- Theatrical release poster
- Directed by: François Ozon
- Written by: François Ozon Emmanuèle Bernheim
- Produced by: Olivier Delbosc Marc Missonnier
- Starring: Valeria Bruni Tedeschi Stéphane Freiss
- Cinematography: Yorick Le Saux
- Edited by: Monica Coleman
- Music by: Philippe Rombi
- Production companies: Fidélité Productions France 2 Cinéma FOZ
- Distributed by: Mars Distribution
- Release date: 1 September 2004;
- Running time: 90 minutes
- Country: France
- Language: French
- Budget: $5.3 million
- Box office: $4.1 million

= 5x2 =

2004 French film by François Ozon

5x2 (also Cinq fois deux; Five Times Two) is a 2004 French film directed by François Ozon, which uncovers the back story to the gradual disintegration of a middle class marriage by depicting five key moments in the relationship, but in reverse order.

==Plot==
A young married couple, Gilles and Marion, are in a lawyer's office. The lawyer reads out the formal terms of their separation. Then, they book a hotel room together. We then go back in time, with the second chapter showing a tense dinner party, at which Gilles appears to admit to infidelity. The third chapter shows their son's birth, which Gilles missed by several hours, leaving Marion in the hospital with only her parents. The fourth chapter shows their wedding day. The final chapter takes place at an Italian beach resort, where their relationship began.

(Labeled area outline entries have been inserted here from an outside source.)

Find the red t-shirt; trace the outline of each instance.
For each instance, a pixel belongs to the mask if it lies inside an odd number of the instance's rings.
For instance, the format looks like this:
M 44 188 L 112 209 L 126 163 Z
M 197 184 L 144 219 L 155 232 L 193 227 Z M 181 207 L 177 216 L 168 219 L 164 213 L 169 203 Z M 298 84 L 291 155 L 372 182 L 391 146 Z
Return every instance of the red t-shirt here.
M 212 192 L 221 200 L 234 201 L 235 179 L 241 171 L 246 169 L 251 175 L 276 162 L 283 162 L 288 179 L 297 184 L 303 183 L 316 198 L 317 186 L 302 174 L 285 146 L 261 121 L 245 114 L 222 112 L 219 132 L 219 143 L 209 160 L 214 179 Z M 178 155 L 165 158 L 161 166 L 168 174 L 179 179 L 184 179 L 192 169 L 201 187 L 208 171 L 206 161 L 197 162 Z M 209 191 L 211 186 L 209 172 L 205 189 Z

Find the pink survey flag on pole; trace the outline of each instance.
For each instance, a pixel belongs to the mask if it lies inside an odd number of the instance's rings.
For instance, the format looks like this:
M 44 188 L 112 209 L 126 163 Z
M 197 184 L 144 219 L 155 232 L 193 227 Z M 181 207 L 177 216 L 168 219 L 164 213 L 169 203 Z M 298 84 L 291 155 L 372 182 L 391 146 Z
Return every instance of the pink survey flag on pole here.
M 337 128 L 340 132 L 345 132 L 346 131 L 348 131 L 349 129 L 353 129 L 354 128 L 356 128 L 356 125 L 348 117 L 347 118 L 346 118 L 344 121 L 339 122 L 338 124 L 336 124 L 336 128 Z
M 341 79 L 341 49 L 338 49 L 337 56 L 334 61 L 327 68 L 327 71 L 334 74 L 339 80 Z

The individual chapters are all punctuated by romantic Italian love songs, which Ozon has said he chose for their "over-the-top sentimentality" and in order to offset the darkness of some of the scenes in the film. Ozon has also said that the backward structure of the story was in part inspired by Jane Campion's 1986 film Two Friends, and that it allowed for "a true, lucid reading of a couple's story".

==Cast==
- Valeria Bruni Tedeschi as Marion
- Stéphane Freiss as Gilles
- Géraldine Pailhas as Valérie
- Françoise Fabian as Monique
- Michael Lonsdale as Bernard
- Antoine Chappey as Christophe Ferrond
- Marc Ruchmann as Mathieu

==Production==
Stéphane Freiss said the hotel rape sequence with Valeria Bruni Tedeschi was 'pretty hardcore', explaining that in the screenplay this scene was only a few lines long (it said 'they make love') and revealing that after filming François Ozon said to the actors he wasn't expecting them to give so much.

== Reception ==
The film holds a 65% approval rating on review aggregator Rotten Tomatoes, based on 68 critic reviews. The website's critics consensus reads, "Five scenes from a marriage, deftly and poignantly presented." Metacritic, which uses a weighted average, gave the film a score of 62/100 based on 24 critics, indicating "generally favorable" reviews.

Peter Bradshaw of The Guardian called it "a shrewd, compassionate and quite brilliant essay in the secret theatre of relationships."